Delmore Barbara, Lebovits Sarah, Suggs Barbara, Rolnitzky Linda, Ayello Elizabeth A
Barbara Delmore, PhD, RN, CWCN, DAPWCA, IIWCC-NYU, Wound & Ostomy Nursing Service, NYU Langone Medical Center, New York. Sarah Lebovits, MSN, RN, ANP-BC, CWOCN, DAPWCA, IIWCC-NYU, Wound & Ostomy Nursing Service, NYU Langone Medical Center, New York. Barbara Suggs, BSN, RN, Department of Nursing, Critical Care, NYU Langone Medical Center, New York. Linda Rolnitzky, MS, Department of Population Health and Environmental Medicine, Division of Biostatistics, NYU Langone Medical Center, New York. Elizabeth A. Ayello, PhD, RN, ACNS-BC, CWON, MAPWCA, FAAN, Excelsior College School of Nursing, Clinical Editor Advances in Skin and Wound Care, Ayello, Harris and Associates, Inc, IIWCC-NYU Course Coordinator, New York.
J Wound Ostomy Continence Nurs. 2015 May-Jun;42(3):242-8; quiz E1-2. doi: 10.1097/WON.0000000000000134.
To develop and validate a method of predicting whether patients will develop a heel pressure ulcer during their hospital stay.

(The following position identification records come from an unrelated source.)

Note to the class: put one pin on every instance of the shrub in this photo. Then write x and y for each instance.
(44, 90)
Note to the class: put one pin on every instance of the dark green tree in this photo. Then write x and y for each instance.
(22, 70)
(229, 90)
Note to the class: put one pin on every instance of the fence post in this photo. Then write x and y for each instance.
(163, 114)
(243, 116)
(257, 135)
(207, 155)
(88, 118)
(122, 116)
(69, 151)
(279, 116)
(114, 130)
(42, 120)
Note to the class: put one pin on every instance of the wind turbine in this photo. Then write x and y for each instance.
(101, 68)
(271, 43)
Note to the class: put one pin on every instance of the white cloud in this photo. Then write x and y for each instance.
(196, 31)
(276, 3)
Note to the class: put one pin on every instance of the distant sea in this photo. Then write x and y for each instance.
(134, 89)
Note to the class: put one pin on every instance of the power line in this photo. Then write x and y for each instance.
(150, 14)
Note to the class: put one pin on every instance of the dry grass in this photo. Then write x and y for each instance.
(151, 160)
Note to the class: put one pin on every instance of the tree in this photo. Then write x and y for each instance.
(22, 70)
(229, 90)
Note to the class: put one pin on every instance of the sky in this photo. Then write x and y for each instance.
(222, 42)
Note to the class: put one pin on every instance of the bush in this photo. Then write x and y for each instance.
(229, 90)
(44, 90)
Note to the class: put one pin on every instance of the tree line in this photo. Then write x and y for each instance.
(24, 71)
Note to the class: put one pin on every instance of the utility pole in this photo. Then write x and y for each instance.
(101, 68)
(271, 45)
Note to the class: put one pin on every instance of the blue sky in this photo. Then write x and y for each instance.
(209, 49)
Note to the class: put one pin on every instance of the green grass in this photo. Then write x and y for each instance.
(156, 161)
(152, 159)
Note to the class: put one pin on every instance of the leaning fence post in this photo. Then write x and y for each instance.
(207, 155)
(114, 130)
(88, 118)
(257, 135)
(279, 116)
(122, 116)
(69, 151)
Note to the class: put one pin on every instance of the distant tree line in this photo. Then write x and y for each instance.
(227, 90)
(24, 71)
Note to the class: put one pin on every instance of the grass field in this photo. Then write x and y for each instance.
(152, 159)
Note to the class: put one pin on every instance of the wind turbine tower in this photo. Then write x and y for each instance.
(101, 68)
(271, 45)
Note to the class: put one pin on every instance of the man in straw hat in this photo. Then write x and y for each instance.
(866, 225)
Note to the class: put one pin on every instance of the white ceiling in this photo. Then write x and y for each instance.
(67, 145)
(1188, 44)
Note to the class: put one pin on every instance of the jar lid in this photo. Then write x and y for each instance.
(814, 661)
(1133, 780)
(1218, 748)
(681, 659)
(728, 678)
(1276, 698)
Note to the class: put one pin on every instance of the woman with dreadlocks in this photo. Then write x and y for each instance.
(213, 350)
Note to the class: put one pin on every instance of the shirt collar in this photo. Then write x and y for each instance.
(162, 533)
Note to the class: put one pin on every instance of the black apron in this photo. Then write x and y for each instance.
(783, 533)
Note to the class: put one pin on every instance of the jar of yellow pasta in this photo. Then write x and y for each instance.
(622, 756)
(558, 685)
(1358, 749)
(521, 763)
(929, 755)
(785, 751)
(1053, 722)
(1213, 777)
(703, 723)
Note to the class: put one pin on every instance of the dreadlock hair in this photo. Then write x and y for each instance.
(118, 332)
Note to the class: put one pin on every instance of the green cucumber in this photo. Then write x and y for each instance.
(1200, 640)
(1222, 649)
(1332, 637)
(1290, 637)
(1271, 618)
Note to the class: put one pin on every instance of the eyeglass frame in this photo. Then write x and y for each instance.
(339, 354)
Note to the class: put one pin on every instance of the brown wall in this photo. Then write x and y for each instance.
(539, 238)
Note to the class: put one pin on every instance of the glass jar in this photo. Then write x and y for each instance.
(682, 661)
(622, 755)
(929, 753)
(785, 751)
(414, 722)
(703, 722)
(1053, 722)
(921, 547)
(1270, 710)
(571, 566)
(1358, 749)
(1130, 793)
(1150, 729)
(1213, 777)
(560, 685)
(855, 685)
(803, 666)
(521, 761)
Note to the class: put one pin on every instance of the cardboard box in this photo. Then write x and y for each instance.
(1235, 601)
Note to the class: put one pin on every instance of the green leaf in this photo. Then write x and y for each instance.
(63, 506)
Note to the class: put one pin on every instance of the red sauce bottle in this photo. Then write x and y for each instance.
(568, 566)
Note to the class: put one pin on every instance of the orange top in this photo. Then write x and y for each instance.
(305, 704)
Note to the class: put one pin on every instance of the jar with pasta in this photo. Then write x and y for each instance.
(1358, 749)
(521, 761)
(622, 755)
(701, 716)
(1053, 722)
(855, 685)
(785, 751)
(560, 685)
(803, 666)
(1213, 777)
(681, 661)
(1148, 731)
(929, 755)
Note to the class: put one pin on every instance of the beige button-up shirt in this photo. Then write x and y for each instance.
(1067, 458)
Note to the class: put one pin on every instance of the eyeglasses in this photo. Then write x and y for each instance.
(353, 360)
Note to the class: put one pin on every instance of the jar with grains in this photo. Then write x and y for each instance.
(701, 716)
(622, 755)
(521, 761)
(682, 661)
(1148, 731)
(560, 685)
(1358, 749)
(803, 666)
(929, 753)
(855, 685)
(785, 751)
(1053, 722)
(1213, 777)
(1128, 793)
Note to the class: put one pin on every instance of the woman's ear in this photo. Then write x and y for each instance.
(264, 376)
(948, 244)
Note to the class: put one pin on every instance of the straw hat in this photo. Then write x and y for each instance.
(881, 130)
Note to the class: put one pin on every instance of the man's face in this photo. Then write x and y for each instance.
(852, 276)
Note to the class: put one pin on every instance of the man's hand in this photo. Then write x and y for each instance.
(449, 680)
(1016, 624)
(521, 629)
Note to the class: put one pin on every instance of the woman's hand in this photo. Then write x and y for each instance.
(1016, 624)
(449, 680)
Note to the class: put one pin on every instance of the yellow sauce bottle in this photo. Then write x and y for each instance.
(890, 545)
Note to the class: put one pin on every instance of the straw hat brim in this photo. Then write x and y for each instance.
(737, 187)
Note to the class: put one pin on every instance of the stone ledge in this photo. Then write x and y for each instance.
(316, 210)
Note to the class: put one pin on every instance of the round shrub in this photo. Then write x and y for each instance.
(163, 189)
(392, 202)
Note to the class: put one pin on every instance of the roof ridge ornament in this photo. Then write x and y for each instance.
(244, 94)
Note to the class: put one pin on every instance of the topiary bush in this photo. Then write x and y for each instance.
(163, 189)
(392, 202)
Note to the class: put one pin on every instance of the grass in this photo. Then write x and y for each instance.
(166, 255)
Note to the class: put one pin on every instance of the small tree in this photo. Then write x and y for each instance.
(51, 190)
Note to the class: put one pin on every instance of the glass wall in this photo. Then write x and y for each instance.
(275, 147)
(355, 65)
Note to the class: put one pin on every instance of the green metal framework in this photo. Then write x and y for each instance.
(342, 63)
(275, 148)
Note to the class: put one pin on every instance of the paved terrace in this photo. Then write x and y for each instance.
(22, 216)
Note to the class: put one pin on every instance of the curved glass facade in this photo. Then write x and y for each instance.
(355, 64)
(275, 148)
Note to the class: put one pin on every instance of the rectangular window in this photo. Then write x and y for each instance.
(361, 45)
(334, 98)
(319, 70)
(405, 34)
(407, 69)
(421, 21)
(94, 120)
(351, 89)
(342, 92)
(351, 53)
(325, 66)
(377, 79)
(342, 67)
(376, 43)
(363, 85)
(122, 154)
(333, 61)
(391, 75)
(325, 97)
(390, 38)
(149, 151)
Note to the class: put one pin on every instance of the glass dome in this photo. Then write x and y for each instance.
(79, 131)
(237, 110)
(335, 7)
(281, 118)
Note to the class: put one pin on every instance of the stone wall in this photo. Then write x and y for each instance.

This retrospective case-control study used 2 separate data sets, one for an initial analysis followed by a second data set for validation analysis.
From 2009 to 2011, medical records of discharged patients with a DRG code for heel pressure ulcers in our urban, tertiary medical center were retrospectively reviewed. Using age as the matching criterion, we then reviewed cases of patients without heel pressure ulcers. The initial analysis comprised 37 patients with hospital-acquired heel pressure ulcers and 300 without. The validation analysis included 12 patients with heel pressure ulcers and 68 without.
In order to develop this method of identifying patients with heel pressure ulcers, logistic regression modeling was used to select a set of patient characteristics and hospital conditions that, independently and in combination, predicted heel pressure ulcers. Logistic modeling produced adjusted and unadjusted odds ratios for each of the significant predictor variables. The validation analysis was employed to test the predictive accuracy of the final model.
Initial analysis revealed 4 significant and independent predictors for heel pressure ulcer formation during hospitalization: diabetes mellitus, vascular disease, immobility, and an admission Braden Scale score of 18 or less. These findings were also supported in the validation analysis.
Beyond a risk assessment scale, staff should consider other factors that can predispose a patient to heel pressure ulcer development during their hospital stay, such as comorbid conditions (diabetes mellitus and vascular disease) and immobility.
开发并验证一种预测患者在住院期间是否会发生足跟压疮的方法。
这项回顾性病例对照研究使用了2个独立的数据集,一个用于初始分析,另一个用于验证分析。
回顾性分析了2009年至2011年期间在我们城市的三级医疗中心出院的、诊断相关分组(DRG)代码为足跟压疮的患者的病历。以年龄作为匹配标准,我们随后回顾了无足跟压疮患者的病例。初始分析包括37例医院获得性足跟压疮患者和300例无足跟压疮患者。验证分析包括12例足跟压疮患者和68例无足跟压疮患者。
为了开发这种识别足跟压疮患者的方法,采用逻辑回归模型来选择一组独立或综合预测足跟压疮的患者特征和医院状况。逻辑模型为每个显著预测变量生成了调整和未调整的比值比。采用验证分析来检验最终模型的预测准确性。
初始分析揭示了住院期间足跟压疮形成的4个显著且独立的预测因素:糖尿病、血管疾病、活动受限以及入院时Braden量表评分≤18分。这些发现也在验证分析中得到了支持。
除了风险评估量表外,医护人员还应考虑其他可能使患者在住院期间易发生足跟压疮的因素,如合并症(糖尿病和血管疾病)及活动受限。